Silvana Editoriale, 2009

 
 
 

 
____________I commenti di  ArsLife_____________
 
SCRITTO BENE MA DICE POCO 
 
di Alice Capiaghi
 
Presentato giovedì sera 19 novembre alla Fondazione Pomodoro di Milano, il libro di Adriana Polveroni “Lo sboom. Il decennio dell’arte pazza tra bolla finanziaria e flop concettuale”, Silvana Editoriale, 2009
Il volumetto, scritto in modo chiaro e leggibile dalla giornalista Adriana Polveroni, potrebbe lasciare il lettore a bocca asciutta. Dato il titolo ci si aspetterebbe un’analisi su base economica ovvero sociologica dell’ambiente legato all’arte; quello che si ritrova è invece semplicemente una fotografia della situazione attuale, senza un serio esame di quali siano le ragioni di questo sviluppo. Si parla di crisi ma non ci si chiede quali siano stati i meccanismi – materiali e psicologici – che hanno portato tale crisi economica all’interno del mercato dell’arte. 
Il libro, non certo rivolto in prima battuta agli operatori del mercato dell’arte, ma pur sempre una buona e piacevole lettura per il pubblico più generale, pecca nel non avere un serio supporto economico. Probabilmente pensato per un lettore non desideroso di studiare modelli micro e macroeconomici, manca di coraggio nell’introdurre tali argomenti che, spiegati in termini semplici, possono solo essere di aiuto anche al non accademico. Eliminando – più o meno coscienziosamente – tutta questa parte di sostegno tecnico, il testo ne esce indebolito e privato di passaggi logici fondamentali. Quello che più colpisce è l’utilizzo già nel titolo del termine “bolla” quando poi la Polveroni non spiega cosa sia, o per lo meno cosa intenda, con l’abusato termine. La volontà di semplificare temi complessi come quelli economici non giustifica il renderli semplicistici. La mancanza di sofisticazione spesso si traduce nella perdita di dati essenziali. 
Il libro finisce così per non essere né carne né pesce, stando a cavallo tra un testo d’opinione sociologica e uno studio di carattere economico. 
Sebbene si tratti di un saggio piuttosto naïve non mancano gli spunti di riflessione. Peccato solo che nel testo non vi sia stato approfondimento. La discussione può certo continuare negli ambienti appositi e, perché no, anche tra quel pubblico fatto di appassionati che si troveranno il volumetto per le mani. L’augurio è sincero benché pecchi di ottimismo visto la totale mancanza di comunicazione che ha permeato anche coloro che il libro ieri sera l’hanno presentato. 
 
____________I commenti di  ArsLife_____________
 
LO “SBOOM”? UNA SBUFALA 
 
di Cristiana Curti
 
Presentato alla Fondazione Arnaldo Pomodoro di Milano il libro di Adriana Polveroni “Lo Sboom – Il decennio dell’arte pazza tra bolla finanziaria e flop concettuale”alla presenza dell’autrice, della critica Angela Vettese, dell’artista Aberto Garutti e dell’economista Pier Luigi Sacco. Era previsto anche il gallerista Massimo Di Carlo (assenza che pesò…), ma non si vide.
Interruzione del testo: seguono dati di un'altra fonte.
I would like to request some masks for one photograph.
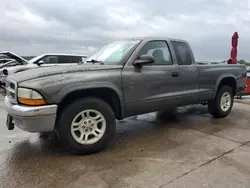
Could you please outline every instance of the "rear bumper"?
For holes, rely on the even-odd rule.
[[[11,103],[8,97],[5,97],[4,108],[13,117],[15,126],[20,129],[28,132],[48,132],[54,130],[57,105],[21,106]]]

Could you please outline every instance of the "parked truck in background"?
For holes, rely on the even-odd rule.
[[[9,76],[7,127],[55,131],[70,152],[94,153],[114,138],[116,119],[204,102],[226,117],[245,82],[244,65],[198,65],[184,40],[115,41],[83,65]]]

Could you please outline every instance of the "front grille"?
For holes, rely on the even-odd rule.
[[[9,98],[9,100],[13,103],[17,103],[17,83],[13,80],[6,80],[6,96]]]

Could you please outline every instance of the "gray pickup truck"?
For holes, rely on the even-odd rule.
[[[101,151],[116,120],[207,103],[226,117],[245,89],[244,65],[198,65],[189,44],[166,38],[112,42],[83,65],[47,67],[11,75],[6,82],[7,127],[56,132],[72,153]]]

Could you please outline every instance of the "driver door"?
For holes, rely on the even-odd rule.
[[[137,57],[153,56],[152,64],[135,67],[128,64],[122,71],[125,116],[169,108],[176,104],[179,68],[173,63],[166,41],[148,41]]]

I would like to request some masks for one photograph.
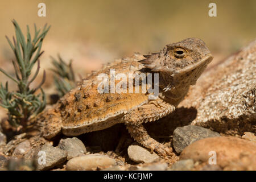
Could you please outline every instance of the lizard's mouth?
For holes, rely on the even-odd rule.
[[[174,73],[174,74],[175,75],[183,74],[183,73],[190,72],[194,69],[196,69],[197,68],[201,68],[201,67],[202,67],[201,66],[203,64],[207,65],[207,64],[210,63],[210,61],[212,61],[212,60],[213,60],[213,55],[211,53],[209,53],[207,55],[203,57],[201,59],[201,60],[198,61],[197,63],[196,63],[195,64],[193,64],[191,65],[189,65],[188,67],[187,67],[185,68],[178,70],[178,71],[176,71]]]

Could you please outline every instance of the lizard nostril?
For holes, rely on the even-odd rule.
[[[177,48],[175,50],[174,56],[176,58],[182,58],[185,56],[185,51],[183,48]]]

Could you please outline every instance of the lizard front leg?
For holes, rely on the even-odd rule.
[[[151,101],[148,104],[132,110],[125,116],[125,123],[131,136],[139,143],[160,155],[171,155],[172,149],[152,138],[142,123],[155,121],[175,110],[175,107],[162,100]]]

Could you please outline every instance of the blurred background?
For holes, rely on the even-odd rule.
[[[41,2],[46,5],[46,17],[38,16]],[[217,17],[208,15],[211,2],[217,5]],[[208,46],[214,64],[256,35],[255,0],[9,0],[1,1],[0,9],[0,66],[10,73],[14,56],[5,36],[15,34],[11,20],[24,32],[27,24],[31,32],[34,23],[39,28],[51,25],[40,59],[47,75],[46,88],[53,84],[50,55],[72,59],[76,73],[84,76],[102,63],[134,52],[159,51],[168,43],[197,37]],[[7,80],[2,73],[0,79]]]

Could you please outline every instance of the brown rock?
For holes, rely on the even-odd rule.
[[[71,159],[67,163],[66,169],[69,171],[93,170],[97,167],[105,168],[115,164],[115,161],[106,155],[89,154]]]
[[[229,166],[232,161],[243,164],[241,157],[256,155],[256,144],[234,136],[219,136],[203,139],[188,146],[180,154],[180,159],[192,159],[194,162],[208,162],[216,152],[217,164],[221,167]],[[256,161],[250,165],[256,166]],[[241,164],[242,165],[242,164]]]
[[[232,135],[255,133],[255,70],[254,41],[209,67],[179,106],[197,110],[192,125]]]
[[[21,142],[16,147],[13,152],[13,155],[18,157],[22,157],[31,148],[30,143],[28,140],[24,140]]]

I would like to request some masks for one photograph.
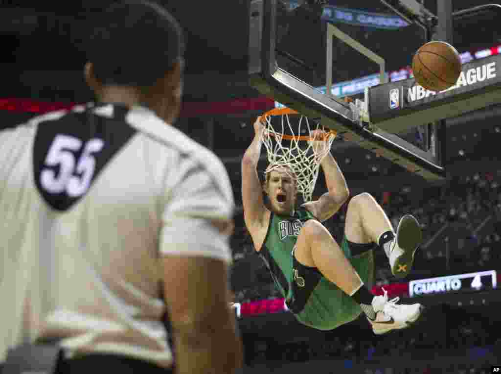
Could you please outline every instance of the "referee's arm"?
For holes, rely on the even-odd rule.
[[[211,172],[188,158],[179,163],[163,216],[164,295],[177,374],[229,374],[242,366],[228,284],[234,203],[225,170],[213,161]]]

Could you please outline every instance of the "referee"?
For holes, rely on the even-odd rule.
[[[146,1],[93,26],[96,102],[0,132],[4,373],[233,372],[233,195],[220,161],[172,126],[181,29]]]

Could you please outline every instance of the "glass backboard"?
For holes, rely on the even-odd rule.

Se pensavate di sentire parlare – una volta tanto senza ipocrisie, ma con il distacco di chi osserva scientificamente un fenomeno – del mercato dell’arte dell’ultimo decennio, dei suoi protagonisti, delle sue perversioni e delle sue iniquità, della straordinarietà di un vero e proprio crack borsistico che per la prima volta nella storia dell’uomo moderno coinvolge sistematicamente (ovvero, alla radice del sistema) anche un intero comparto economico connesso intimamente alla cultura, sareste rimasti delusi. Eppure, il titolo dell’incontro e del libro della Polveroni è inequivocabile.
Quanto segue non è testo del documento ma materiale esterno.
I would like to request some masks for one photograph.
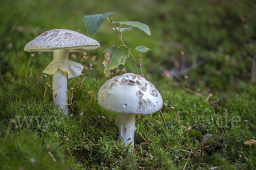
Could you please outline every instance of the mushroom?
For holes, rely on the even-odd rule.
[[[146,115],[162,108],[163,99],[155,86],[141,76],[126,73],[107,81],[98,94],[99,104],[119,113],[116,119],[119,135],[126,145],[134,146],[135,115]]]
[[[28,52],[53,52],[53,60],[44,70],[52,75],[52,98],[54,103],[67,113],[67,77],[81,74],[84,66],[68,60],[69,52],[93,50],[99,47],[96,40],[73,31],[54,29],[46,31],[28,43],[24,50]]]

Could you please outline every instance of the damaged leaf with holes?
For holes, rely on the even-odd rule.
[[[107,77],[111,75],[111,70],[117,68],[119,65],[125,65],[126,59],[130,56],[129,49],[124,45],[118,47],[112,45],[104,50],[104,74]]]

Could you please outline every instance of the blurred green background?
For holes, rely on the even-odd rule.
[[[145,142],[139,133],[142,132],[154,144],[137,146],[136,153],[124,154],[119,150],[122,144],[116,144],[118,128],[114,116],[100,108],[96,97],[93,98],[95,110],[85,108],[80,122],[58,114],[52,105],[49,88],[44,94],[44,83],[49,81],[52,84],[51,77],[49,80],[49,77],[41,77],[52,53],[33,53],[28,68],[31,53],[23,51],[30,40],[54,28],[87,35],[84,17],[108,12],[115,12],[111,15],[114,21],[136,21],[149,26],[151,36],[134,28],[123,33],[123,40],[137,61],[140,53],[135,47],[143,45],[151,49],[143,54],[142,69],[167,106],[163,114],[169,121],[168,129],[161,126],[157,114],[138,118],[135,143]],[[223,169],[250,169],[256,166],[256,147],[244,144],[256,136],[256,74],[252,76],[256,47],[255,0],[5,0],[0,1],[0,162],[4,162],[2,164],[5,169],[18,169],[22,165],[25,169],[136,169],[138,166],[170,169],[173,163],[182,169],[188,154],[180,149],[202,149],[195,141],[202,142],[203,135],[208,133],[215,135],[213,140],[217,142],[198,155],[191,154],[188,164],[191,167],[207,169],[223,165],[226,168]],[[86,103],[84,101],[93,98],[87,92],[94,91],[96,96],[98,88],[108,79],[103,72],[103,51],[113,45],[121,45],[111,28],[106,20],[92,37],[100,48],[87,51],[86,59],[83,57],[85,54],[70,53],[70,60],[84,65],[83,74],[88,77],[73,102],[71,113],[74,115]],[[125,66],[113,71],[113,76],[120,74],[125,68],[128,72],[139,73],[128,58]],[[189,93],[183,87],[205,98],[212,94],[210,99],[217,106],[213,107],[205,98]],[[70,97],[71,90],[68,93]],[[169,103],[180,111],[177,112],[176,121],[173,119],[176,113]],[[228,110],[227,117],[224,109]],[[105,115],[107,120],[99,115]],[[31,118],[28,120],[31,127],[15,128],[14,125],[17,123],[12,124],[10,120],[20,116],[39,117],[41,123]],[[233,121],[237,116],[240,126],[231,126],[233,122],[228,122],[228,118]],[[87,121],[89,118],[92,122]],[[243,122],[245,119],[248,123]],[[228,126],[223,126],[226,121]],[[13,127],[8,128],[9,125]],[[8,129],[11,130],[2,143]],[[68,142],[68,134],[73,137]],[[85,134],[87,138],[84,141]],[[17,150],[17,146],[22,149]],[[37,164],[31,158],[37,159]],[[155,159],[152,161],[153,158]]]
[[[29,55],[23,48],[41,33],[58,28],[87,35],[84,15],[114,11],[114,20],[137,21],[149,26],[151,36],[136,28],[123,36],[133,50],[138,45],[151,49],[143,58],[148,77],[164,77],[169,73],[183,81],[187,75],[186,84],[220,90],[232,89],[238,80],[251,78],[256,38],[253,0],[5,0],[1,4],[0,75],[21,76],[15,71],[25,71],[20,65]],[[93,37],[101,44],[99,49],[87,53],[96,55],[99,61],[93,76],[103,77],[100,62],[104,49],[120,44],[111,28],[106,20]],[[44,68],[52,56],[45,53],[38,59]],[[138,59],[139,53],[132,53]],[[128,60],[127,71],[138,73],[131,60]],[[36,62],[32,60],[31,66],[40,66]]]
E perché mai, allora, l’autrice si prese l’affanno di scrivere di un argomento che attira davvero l’attenzione, un fenomeno reale e complesso, un’assoluta novità nel mondo dell’economia e dell’arte, se poi, durante la discussione sul proprio scritto di fronte a una platea di uditori (e possibili lettori) essa medesima ammette candidamente e più volte che:
a) il libro è stato scritto tempo addietro (?), pertanto non ricorda i dettagli dei singoli spunti paradigmatici (ma non è un digesto ragionato sulla Seconda Guerra Mondiale!), benché l’autrice altro non fece nelle ultime settimane che partecipare a interviste e a presentazioni sul volumetto;
b) è poco interessata al mercato dell’arte oggetto della sua analisi?

Chi scrive era in attesa di apprendere non tanto dettagliate e puntute teorie economiche che poco avrebbero interessato gli astanti, ma almeno un’analisi pulita e scarna di ciò che è successo, fatti alla mano, nel circuito dell’arte mondiale e, di rimbalzo, anche nel nostro Paese, più tetragono ad assumere comportamenti estremi (anche perché a corto di risorse dedicate) ma pur sempre per la prima volta alle prese con un evento che ha fatto ridisegnare, non da molto, ma nella sostanza, la mappatura delle gallerie, ripensare le attese di artisti e galleristi e sparigliare la comunità dei nuovi collezionisti.

Avrei voluto ascoltare di come e perché si moltiplicò senza motivo apparente l’interesse del vasto pubblico intorno al “focolare” dell’arte contemporanea, sentita come il nuovo dio da adorare per far parte dell’élite (evidentemente non più così elitaria…), della quale auscultare il polso perché da Andy Warhol in poi davvero il sentimento comune della contemporaneità passa attraverso l’arte (una conquista reale e, secondo me, un vantaggio potente, una chiave di lettura privilegiata e diffusa acquisita permanentemente dalla società occidentale della seconda metà del XX secolo).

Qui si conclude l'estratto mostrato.